As an action film it is notable for two things. Unlike previous iterations of Mad Max, this is less Max as lone wolf saviour and more as equal help meet. There are times when he saves the day for the band of women he's escorting, but there are others where they save his skin. Far from being helpless, Furiosa is up to her neck in fighting and action. She's the one with the plan, while Max is a drifter just along for the ride. Theirs is a fully cooperative relationship and it's this mutual interdependence that sees them through to victory.

Finally, Furiosa arrives at her former homeland and is greeted by the half dozen remaining members of her tribe. They are a strictly separatist group with one of the women boasting about how many men's heads she's blown off over the years. But ultimately it's bitter sweet. The green land is a poisoned marsh. She may have reached safety beyond Joe's reach, but it's safety in desolation. After despairing an screaming into the wilderness, her alternative plan is to just ride out into the desert - they have enough supplies for 160 days and hope they'll eventually come across something. Max, however, has an alternative suggestion. If Joe's forces can be trapped in the canyon system they battled through on the way in they can return to the Citadel with its water supply and green of its own. Cue more surreal, sumptuous mayhem.
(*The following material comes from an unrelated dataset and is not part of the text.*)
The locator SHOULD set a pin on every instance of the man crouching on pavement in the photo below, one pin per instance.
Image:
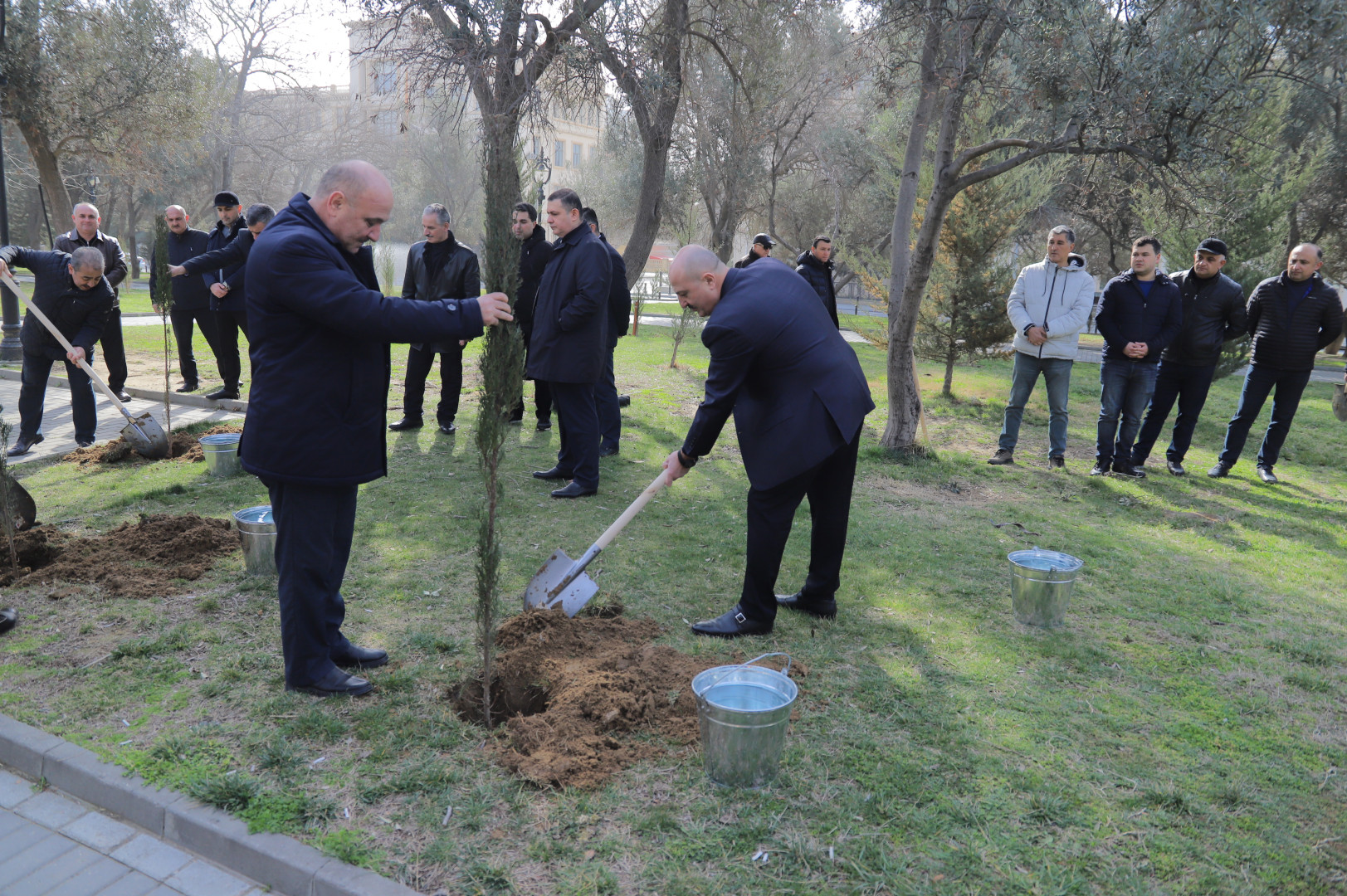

Needless to say, our heroes kill Joe, defeat his army, and make it back to the Citadel in one piece. This is where it takes an interesting turn. So far it's been warrior feminists and male allies who've defeated the patriarchy. When they reveal Joe's torn body to the crowds the old social structure crumbles, and the wretched of this earth celebrate. From a radical point of view, while welcome it nevertheless underlines the myth of the vanguard who, in Guevarist fashion, enter the city and liberate the huddled masses. It's not an act of self-liberation. However, as our heroes start being elevated up to the higher echelons the water starts flowing again. The women strapped to milking machines have seized the moment to liberate themselves and turn on the taps. Our vanguard, sans Max who melts into the crowd, help people up onto the rising platform. It's no accident that the first helped up is a particularly rough looking bloke. The message here is clear: men have nothing to fear from feminism. My destroying the patriarchy, of the rule of men and women by powerful men, then all are liberated. The relationships and social structures that have twisted society into an apparatus of domination can be recast, laying open the road to a better, freer place for everyone.

Hence rather than MMFR being open to feminist interpretation, it itself is a $150m commentary on feminism, by way of ultra violence, the best guitarist ever, and audacious nonsense. Do go for a showing: it will be the best film you've seen this year.